“It was impossible to predict the decline in the Ebola caseload last September, when the U.S. Centers for Disease Control and Prevention (CDC) suggested a worst-case scenario of 1.4 million victims in West Africa.” That from the Washington Post, January 18, in an article on Ebola treatment centers standing empty even as new ones are being built. Fewer than 22,000 cases have been reported and new cases are approaching zero.
“Impossible?” I predicted it and repeated it over and over, in multiple major publications. In August I predicted the forthcoming hysteria in one of America’s highest-circulation newspapers, the New York Post.
The next month, in the science and medical journal Inference, I explained in tremendous detail why the predictions were clearly false even when they first appeared. Weeks later Forbes ran my article “Despite World Panic, The Rate of New Ebola Infections Is Already Slowing Down.”
How could I do the “impossible?” Am I the incarnation of Nostradamus? Do voices speak to me a la Joan of Arc? No, I looked at the WHO’s own data as displayed in its weekly situation reports. Just like the Washington Post and anyone else could have done. But didn’t. Or anyway didn’t bother to relay it.
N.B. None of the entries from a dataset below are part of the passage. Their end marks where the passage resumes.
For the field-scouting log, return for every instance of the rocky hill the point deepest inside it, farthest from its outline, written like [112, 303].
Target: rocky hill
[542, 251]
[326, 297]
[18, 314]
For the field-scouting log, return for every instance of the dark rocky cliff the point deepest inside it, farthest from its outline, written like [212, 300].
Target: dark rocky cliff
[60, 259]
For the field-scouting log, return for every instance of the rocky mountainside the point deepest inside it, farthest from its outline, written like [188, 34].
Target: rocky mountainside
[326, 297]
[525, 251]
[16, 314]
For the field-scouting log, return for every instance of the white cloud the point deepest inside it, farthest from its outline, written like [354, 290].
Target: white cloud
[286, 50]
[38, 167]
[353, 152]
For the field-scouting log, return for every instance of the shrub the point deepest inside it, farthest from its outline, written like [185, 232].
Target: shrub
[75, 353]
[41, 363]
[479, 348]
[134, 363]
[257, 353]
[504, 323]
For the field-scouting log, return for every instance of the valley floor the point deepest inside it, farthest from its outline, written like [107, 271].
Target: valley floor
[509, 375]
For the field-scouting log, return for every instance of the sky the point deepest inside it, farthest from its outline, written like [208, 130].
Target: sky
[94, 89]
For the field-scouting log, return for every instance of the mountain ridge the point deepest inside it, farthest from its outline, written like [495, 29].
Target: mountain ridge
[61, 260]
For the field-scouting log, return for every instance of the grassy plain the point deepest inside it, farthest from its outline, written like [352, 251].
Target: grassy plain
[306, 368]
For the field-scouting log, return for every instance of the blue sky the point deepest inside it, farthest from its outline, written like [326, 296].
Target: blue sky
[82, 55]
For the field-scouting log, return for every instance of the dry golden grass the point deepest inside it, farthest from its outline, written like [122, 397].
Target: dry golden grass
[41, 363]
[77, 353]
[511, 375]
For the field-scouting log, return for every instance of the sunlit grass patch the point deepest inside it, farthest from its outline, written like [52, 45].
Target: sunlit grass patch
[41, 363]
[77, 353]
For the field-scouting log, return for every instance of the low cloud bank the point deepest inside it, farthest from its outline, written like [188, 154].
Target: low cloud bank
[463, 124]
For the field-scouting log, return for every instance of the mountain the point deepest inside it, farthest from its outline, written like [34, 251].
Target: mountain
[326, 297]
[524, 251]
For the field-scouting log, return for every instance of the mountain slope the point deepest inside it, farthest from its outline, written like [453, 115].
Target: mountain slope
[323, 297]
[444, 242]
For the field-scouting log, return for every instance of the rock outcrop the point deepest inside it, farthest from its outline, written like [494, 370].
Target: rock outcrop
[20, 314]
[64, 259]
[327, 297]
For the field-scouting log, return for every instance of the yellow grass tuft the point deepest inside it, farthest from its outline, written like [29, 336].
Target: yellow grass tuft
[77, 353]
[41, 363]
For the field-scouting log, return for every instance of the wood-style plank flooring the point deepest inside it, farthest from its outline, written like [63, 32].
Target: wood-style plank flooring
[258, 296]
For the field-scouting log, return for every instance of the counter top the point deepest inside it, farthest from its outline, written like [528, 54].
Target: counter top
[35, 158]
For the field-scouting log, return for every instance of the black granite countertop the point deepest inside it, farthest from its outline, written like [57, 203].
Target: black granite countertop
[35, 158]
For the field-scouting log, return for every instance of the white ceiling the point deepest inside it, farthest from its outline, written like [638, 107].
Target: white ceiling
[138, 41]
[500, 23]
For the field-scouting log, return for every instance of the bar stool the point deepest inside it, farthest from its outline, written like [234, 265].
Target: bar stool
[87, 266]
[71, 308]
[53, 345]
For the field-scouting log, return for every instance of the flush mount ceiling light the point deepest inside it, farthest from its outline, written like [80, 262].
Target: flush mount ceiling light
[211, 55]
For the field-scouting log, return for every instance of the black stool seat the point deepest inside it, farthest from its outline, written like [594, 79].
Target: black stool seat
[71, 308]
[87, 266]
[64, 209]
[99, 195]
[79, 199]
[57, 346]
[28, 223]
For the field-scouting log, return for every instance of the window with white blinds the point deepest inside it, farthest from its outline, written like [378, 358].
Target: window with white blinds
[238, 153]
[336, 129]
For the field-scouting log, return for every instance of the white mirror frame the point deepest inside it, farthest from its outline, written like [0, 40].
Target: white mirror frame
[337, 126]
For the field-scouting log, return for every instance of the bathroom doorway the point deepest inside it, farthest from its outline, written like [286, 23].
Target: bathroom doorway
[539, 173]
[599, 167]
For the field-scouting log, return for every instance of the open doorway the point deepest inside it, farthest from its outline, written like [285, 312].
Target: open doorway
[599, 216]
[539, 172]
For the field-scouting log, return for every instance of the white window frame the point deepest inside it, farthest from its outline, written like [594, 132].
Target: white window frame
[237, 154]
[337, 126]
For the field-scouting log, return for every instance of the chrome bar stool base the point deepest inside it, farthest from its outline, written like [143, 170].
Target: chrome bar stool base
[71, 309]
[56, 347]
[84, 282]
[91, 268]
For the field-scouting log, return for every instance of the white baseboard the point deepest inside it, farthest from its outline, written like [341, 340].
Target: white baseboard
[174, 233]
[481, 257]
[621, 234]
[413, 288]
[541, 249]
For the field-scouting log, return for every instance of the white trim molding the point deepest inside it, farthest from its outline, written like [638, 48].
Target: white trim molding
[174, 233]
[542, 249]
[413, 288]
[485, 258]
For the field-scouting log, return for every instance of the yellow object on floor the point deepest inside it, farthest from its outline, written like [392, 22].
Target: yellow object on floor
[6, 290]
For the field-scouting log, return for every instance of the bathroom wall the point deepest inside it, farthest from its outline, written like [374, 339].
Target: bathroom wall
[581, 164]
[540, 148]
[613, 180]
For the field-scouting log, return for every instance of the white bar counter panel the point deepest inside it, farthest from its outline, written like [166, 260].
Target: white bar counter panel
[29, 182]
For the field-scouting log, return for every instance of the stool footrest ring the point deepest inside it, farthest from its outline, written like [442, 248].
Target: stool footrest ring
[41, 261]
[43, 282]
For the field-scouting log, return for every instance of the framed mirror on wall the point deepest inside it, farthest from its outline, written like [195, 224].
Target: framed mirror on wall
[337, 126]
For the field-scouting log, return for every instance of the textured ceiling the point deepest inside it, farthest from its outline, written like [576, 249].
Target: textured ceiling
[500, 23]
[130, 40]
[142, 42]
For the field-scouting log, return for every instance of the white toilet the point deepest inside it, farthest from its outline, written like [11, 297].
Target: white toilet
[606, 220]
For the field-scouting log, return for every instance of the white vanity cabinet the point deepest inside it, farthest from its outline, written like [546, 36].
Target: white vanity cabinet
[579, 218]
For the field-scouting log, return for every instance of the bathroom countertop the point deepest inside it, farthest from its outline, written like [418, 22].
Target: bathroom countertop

So even as the epidemic was peaking, the media obediently repeated such assertions as the outbreak was “the most severe, acute health emergency seen in modern times.” That from Ian Smith, the World Health Organization’s executive director. Yes, worse than the “Spanish flu” of 1918-19. Extrapolated to today’s world population, that would mean 60 million to 150 million deaths.
The next day, reporting on a separate WHO conference, a New York Times headline blared: “New Ebola Cases May Soon Reach 10,000 a Week, Officials Predict.” And of course neither the Gray Lady nor anybody else challenged that 1.4 million CDC prediction.
One “expert” routinely quoted and given magazine covers for every hysteria, Laurie Garrett, wrote “Wake up, fools…What’s going on in West Africa now [is the] movie ‘Contagion.’ In that film 26 million people died. She’s no fool. Garrett is the only writer ever awarded all three of the big “Ps” of journalism: the Pulitzer, the Polk and the Peabody. You’ve just seen why. Sensationalism has now completely usurped truth as the highest value in “reporting.”
Specific numbers aside, there were two ways to intuitively know that the CDC estimate, the WHO estimate, and those of everyone the media treated seriously would be grotesquely overstated.
For one, a disease that’s so poorly spread it only gave rise to a few cases outside of West Africa is not going to compete with something people contracted from a single cough before flu vaccines had been invented, or even antibiotics to treat secondary infections. For another, these are all the same people who lied to us about HIV/AIDS, SARS, avian flu, swine flu, MERS, and Ebola twice before. Almost all of which I also debunked, thank you very much. It wasn’t hard.
And we’ll be lied to again. Meanwhile, the damage is done. Just four weeks, Pres. Obama signed into law $5.4 billion in funding for what was already a phantom epidemic. That, even as less-glamorous diseases like malaria kill about 630,000 people annually and there’s not even a vaccine in the pipeline. Yes, hysteria and lying are more than entertainment. They kill.
But this pattern will never change, because after each hysteria the slate gets wiped clean. The WHOs, CDCs, New York Times, and Laurie Garretts are granted full pardons. Nobody is ever held accountable. Nobody ever will be.
Thus your only real defense? Knowing you’re being lied to.